[Replying on list with Damian's permission.]
On 06/06/14 17:21, Damian Johnson wrote:
I'm currently extending metrics-lib to fetch descriptors from CollecTor. Maybe Damian extends Stem to do the same (or accepts patches for that purpose).
Probably obvious, but what's the advantage of this over fetching new descriptors from authorities and mirrors? What kind of CollecTor methods did you have in mind?
If you're only interested in new descriptors, then the authorities and mirrors are the place to go. But if you care about having the full history of descriptors, then you should go to CollecTor. Imagine that your tool might break for a few hours. There's no way to get the missing data from the directory authorities or mirrors anymore. For applications like ExoneraTor, where you need to store every single consensus, this can make the difference. The same holds for Onionoo and the metrics website, though it's less critical to miss a few hours.
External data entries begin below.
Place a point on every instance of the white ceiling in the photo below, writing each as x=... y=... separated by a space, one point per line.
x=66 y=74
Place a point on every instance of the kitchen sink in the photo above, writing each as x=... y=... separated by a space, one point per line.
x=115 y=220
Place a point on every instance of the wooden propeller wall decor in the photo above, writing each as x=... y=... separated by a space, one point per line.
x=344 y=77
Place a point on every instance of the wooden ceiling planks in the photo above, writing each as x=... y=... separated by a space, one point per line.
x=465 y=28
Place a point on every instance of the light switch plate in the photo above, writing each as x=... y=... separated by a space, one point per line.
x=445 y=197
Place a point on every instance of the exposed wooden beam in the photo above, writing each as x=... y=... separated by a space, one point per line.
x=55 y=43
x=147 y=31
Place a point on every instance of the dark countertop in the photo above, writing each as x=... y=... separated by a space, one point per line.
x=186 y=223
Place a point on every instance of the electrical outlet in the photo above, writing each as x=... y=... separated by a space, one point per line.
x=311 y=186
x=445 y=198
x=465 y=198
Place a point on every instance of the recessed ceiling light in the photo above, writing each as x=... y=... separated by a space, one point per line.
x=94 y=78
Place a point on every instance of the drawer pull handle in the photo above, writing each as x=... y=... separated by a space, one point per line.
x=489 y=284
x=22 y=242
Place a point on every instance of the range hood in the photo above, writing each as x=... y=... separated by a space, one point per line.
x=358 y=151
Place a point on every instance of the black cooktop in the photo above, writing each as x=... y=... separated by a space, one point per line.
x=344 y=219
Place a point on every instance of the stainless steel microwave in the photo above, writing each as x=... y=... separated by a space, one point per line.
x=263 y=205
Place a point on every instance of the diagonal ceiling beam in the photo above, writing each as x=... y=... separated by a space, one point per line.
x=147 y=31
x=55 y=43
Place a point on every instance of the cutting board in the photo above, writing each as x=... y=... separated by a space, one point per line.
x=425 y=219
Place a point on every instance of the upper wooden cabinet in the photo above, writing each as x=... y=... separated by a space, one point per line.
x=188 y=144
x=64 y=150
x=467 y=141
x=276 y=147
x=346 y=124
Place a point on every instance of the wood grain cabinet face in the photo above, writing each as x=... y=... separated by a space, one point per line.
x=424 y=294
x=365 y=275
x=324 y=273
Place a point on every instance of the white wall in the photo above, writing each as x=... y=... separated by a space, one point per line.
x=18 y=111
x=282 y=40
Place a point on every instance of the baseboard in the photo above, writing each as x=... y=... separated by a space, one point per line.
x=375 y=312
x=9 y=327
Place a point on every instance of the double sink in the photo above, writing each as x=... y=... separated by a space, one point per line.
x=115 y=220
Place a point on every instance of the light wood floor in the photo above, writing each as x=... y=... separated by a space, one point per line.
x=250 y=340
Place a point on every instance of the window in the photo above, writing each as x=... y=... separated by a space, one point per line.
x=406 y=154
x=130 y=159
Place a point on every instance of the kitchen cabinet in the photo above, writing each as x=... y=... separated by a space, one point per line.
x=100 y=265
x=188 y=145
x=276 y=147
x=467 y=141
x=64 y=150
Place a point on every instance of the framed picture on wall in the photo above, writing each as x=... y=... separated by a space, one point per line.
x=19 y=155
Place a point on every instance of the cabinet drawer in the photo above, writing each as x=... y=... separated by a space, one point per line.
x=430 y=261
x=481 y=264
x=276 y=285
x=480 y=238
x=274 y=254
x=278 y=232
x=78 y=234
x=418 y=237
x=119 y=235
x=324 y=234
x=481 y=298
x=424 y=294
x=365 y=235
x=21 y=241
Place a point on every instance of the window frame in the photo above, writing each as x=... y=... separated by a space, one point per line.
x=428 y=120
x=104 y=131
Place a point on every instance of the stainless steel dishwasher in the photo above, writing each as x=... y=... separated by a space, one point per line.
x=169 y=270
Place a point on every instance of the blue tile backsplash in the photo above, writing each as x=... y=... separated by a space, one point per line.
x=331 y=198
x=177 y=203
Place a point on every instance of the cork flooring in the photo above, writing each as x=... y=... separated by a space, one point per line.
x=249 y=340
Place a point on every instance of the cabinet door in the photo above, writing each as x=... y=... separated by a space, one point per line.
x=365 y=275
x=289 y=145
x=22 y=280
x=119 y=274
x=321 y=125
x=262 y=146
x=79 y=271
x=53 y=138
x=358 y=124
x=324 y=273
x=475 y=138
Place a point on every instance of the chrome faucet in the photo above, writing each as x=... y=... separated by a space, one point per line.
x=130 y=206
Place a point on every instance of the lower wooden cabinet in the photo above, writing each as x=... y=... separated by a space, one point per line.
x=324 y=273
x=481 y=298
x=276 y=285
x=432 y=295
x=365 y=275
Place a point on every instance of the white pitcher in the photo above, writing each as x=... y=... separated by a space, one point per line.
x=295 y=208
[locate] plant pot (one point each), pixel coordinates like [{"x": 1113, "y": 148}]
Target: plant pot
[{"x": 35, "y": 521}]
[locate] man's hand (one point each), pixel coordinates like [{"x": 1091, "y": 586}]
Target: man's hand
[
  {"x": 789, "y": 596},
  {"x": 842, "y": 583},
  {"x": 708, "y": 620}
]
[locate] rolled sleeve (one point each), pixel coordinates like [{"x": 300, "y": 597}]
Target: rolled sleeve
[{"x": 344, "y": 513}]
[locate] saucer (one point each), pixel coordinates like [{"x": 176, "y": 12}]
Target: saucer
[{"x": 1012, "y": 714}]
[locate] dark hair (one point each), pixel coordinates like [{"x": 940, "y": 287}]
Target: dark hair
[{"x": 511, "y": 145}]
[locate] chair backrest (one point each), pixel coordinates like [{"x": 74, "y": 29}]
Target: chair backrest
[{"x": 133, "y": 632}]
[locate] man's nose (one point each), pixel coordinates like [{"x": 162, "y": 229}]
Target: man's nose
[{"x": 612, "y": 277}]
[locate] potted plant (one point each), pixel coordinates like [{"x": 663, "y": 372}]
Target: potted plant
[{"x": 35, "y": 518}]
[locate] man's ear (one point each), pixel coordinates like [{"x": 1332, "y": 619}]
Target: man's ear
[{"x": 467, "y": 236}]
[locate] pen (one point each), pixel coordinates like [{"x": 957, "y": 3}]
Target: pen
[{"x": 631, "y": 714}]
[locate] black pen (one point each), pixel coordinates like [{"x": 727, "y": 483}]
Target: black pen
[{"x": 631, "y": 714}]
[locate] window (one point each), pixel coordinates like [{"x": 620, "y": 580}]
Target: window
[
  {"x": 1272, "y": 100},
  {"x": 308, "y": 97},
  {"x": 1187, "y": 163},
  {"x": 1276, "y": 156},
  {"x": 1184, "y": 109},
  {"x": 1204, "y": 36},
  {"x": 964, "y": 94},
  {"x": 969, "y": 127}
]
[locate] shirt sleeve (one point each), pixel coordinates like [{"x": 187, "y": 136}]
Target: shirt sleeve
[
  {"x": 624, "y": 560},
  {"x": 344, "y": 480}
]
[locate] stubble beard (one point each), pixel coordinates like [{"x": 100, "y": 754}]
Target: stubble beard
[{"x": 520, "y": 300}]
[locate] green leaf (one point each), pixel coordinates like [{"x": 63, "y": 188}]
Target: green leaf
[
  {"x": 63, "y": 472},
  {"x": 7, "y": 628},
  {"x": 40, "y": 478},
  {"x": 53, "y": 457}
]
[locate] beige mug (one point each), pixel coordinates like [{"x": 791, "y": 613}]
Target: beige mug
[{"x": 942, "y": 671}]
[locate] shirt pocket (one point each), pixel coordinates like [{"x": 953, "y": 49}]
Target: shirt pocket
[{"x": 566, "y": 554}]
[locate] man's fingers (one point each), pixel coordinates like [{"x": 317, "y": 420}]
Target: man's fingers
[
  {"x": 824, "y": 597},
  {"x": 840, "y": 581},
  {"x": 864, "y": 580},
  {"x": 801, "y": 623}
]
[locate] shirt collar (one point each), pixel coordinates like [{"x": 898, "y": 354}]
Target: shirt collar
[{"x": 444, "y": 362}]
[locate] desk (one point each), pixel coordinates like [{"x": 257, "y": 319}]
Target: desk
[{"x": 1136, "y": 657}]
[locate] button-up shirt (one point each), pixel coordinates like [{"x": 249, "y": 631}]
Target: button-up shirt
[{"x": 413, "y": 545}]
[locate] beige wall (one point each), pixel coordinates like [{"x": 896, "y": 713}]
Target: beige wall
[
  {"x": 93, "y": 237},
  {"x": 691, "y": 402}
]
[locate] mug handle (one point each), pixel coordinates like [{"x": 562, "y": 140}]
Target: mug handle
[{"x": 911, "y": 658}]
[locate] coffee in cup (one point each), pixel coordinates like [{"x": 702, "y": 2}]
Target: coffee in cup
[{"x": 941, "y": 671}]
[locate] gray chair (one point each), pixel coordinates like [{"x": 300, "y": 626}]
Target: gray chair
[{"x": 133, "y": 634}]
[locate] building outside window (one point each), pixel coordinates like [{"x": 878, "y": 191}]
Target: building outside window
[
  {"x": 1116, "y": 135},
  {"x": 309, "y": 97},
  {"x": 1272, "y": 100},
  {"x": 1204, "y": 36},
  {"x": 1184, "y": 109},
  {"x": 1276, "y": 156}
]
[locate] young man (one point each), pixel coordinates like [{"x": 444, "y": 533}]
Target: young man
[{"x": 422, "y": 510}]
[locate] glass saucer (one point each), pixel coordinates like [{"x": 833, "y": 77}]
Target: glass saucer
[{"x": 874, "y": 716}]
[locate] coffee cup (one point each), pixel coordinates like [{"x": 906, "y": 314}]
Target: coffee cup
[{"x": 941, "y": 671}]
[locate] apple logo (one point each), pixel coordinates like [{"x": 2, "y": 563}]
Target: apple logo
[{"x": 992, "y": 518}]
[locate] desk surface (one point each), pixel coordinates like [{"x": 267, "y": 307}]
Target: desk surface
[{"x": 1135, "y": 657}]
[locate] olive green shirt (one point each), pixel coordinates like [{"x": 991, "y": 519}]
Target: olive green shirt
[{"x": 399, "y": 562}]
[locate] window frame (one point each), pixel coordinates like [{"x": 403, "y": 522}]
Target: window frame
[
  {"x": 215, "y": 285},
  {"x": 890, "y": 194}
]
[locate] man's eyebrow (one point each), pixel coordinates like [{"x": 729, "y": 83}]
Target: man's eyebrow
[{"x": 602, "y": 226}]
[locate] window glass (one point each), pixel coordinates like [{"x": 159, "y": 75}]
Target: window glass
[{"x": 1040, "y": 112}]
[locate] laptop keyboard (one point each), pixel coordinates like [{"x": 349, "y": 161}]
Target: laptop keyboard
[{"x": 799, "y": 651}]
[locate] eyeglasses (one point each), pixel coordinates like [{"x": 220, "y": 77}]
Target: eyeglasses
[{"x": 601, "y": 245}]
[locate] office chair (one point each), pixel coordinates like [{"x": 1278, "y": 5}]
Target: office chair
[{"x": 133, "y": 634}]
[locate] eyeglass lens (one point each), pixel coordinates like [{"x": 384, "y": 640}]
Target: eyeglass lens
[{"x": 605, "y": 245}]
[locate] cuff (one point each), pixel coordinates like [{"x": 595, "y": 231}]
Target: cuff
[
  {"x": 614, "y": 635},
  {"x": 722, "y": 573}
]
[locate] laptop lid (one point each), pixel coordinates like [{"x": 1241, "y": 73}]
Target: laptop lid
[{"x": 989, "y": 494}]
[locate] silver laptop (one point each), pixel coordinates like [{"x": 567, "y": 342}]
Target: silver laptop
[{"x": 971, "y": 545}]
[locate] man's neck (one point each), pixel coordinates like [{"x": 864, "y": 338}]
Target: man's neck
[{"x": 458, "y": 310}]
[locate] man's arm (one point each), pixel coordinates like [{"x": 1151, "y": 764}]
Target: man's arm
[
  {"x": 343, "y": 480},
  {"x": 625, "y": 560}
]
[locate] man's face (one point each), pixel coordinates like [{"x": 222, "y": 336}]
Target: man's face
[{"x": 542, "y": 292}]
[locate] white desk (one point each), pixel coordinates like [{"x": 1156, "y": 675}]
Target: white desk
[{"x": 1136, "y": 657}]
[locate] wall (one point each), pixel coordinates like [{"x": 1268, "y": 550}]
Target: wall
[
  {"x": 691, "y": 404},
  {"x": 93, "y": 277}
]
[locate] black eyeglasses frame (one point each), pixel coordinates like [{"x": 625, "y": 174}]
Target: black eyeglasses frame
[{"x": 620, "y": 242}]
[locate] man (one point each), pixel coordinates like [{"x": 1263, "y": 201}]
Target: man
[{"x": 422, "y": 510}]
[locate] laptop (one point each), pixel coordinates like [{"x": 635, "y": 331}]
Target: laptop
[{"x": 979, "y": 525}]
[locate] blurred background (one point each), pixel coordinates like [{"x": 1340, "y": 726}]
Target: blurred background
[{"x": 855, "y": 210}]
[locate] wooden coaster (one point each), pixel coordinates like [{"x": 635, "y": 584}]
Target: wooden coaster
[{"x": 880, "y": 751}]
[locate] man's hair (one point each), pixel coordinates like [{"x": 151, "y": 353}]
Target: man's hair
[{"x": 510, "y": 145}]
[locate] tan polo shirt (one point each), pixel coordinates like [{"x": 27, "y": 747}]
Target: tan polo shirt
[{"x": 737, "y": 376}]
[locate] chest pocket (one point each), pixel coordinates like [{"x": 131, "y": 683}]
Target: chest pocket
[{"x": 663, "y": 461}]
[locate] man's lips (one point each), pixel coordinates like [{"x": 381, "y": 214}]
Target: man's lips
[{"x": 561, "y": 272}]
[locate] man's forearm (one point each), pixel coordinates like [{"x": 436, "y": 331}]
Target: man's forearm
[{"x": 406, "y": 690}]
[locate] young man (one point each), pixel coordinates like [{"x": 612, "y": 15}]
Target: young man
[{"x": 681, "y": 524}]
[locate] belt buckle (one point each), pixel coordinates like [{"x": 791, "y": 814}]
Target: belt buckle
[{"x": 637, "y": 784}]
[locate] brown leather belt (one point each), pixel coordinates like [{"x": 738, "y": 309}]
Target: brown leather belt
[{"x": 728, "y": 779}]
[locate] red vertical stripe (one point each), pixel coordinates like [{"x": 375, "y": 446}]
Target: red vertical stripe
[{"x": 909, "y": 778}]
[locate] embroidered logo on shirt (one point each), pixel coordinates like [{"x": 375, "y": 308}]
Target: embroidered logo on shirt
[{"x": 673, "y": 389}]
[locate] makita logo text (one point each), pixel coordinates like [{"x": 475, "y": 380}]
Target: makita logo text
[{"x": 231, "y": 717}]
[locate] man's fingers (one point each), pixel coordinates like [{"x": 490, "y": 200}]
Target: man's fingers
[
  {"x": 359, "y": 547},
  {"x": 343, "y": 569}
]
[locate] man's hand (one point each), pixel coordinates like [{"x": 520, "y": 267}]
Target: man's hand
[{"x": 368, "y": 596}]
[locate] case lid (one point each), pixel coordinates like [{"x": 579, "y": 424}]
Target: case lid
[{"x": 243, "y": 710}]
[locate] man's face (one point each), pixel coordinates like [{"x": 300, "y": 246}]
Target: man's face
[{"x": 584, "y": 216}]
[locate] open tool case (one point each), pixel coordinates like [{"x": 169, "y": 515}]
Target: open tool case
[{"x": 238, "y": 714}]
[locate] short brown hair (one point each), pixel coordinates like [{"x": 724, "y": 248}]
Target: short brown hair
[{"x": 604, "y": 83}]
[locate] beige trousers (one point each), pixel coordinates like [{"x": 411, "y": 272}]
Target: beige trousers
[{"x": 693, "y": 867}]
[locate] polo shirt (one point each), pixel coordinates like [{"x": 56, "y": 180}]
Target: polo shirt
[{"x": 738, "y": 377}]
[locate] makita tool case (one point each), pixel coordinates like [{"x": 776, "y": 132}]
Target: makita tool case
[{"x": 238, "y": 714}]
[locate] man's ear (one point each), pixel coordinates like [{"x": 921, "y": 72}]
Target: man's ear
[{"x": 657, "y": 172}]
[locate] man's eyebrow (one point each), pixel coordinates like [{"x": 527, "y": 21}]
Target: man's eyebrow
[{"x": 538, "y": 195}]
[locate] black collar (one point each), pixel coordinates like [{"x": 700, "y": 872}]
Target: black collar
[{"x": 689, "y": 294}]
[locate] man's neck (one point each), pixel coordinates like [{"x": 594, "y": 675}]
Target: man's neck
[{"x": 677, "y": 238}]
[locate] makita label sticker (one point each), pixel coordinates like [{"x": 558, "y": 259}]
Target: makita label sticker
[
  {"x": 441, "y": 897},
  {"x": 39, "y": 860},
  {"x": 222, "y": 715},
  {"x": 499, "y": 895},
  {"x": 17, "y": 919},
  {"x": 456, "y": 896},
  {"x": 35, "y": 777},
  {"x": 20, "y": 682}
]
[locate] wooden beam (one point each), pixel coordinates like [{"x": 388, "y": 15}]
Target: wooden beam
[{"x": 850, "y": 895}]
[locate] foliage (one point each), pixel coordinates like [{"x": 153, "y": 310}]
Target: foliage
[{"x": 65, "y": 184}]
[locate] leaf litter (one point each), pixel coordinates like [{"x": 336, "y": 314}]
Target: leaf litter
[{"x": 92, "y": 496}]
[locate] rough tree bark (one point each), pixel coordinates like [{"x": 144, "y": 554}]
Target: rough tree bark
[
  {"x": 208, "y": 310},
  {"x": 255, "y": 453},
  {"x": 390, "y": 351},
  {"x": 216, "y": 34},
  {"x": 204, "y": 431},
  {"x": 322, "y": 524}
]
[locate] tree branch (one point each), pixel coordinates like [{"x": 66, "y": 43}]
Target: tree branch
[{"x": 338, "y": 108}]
Also, if you only care about relay descriptors, then you should be fine asking directory authorities and mirrors. But sanitized bridge descriptors, exit lists, bridge pool assignments, and Torperf measurements are only available from CollecTor.
Note that there's also a disadvantage of fetching from CollecTor: it's a single point of failure. Now, we could add mirrors, but it would be even better to set up a second CollecTor instance (ideally run by another person) in parallel to the current first instance, and have the two exchange data. Future work, on my list.
I guess the above should be added to the CollecTor homepage. Do you have any suggestions where you would have expected to read about this, or do you have further points to add? I'll add something next week.
All the best, Karsten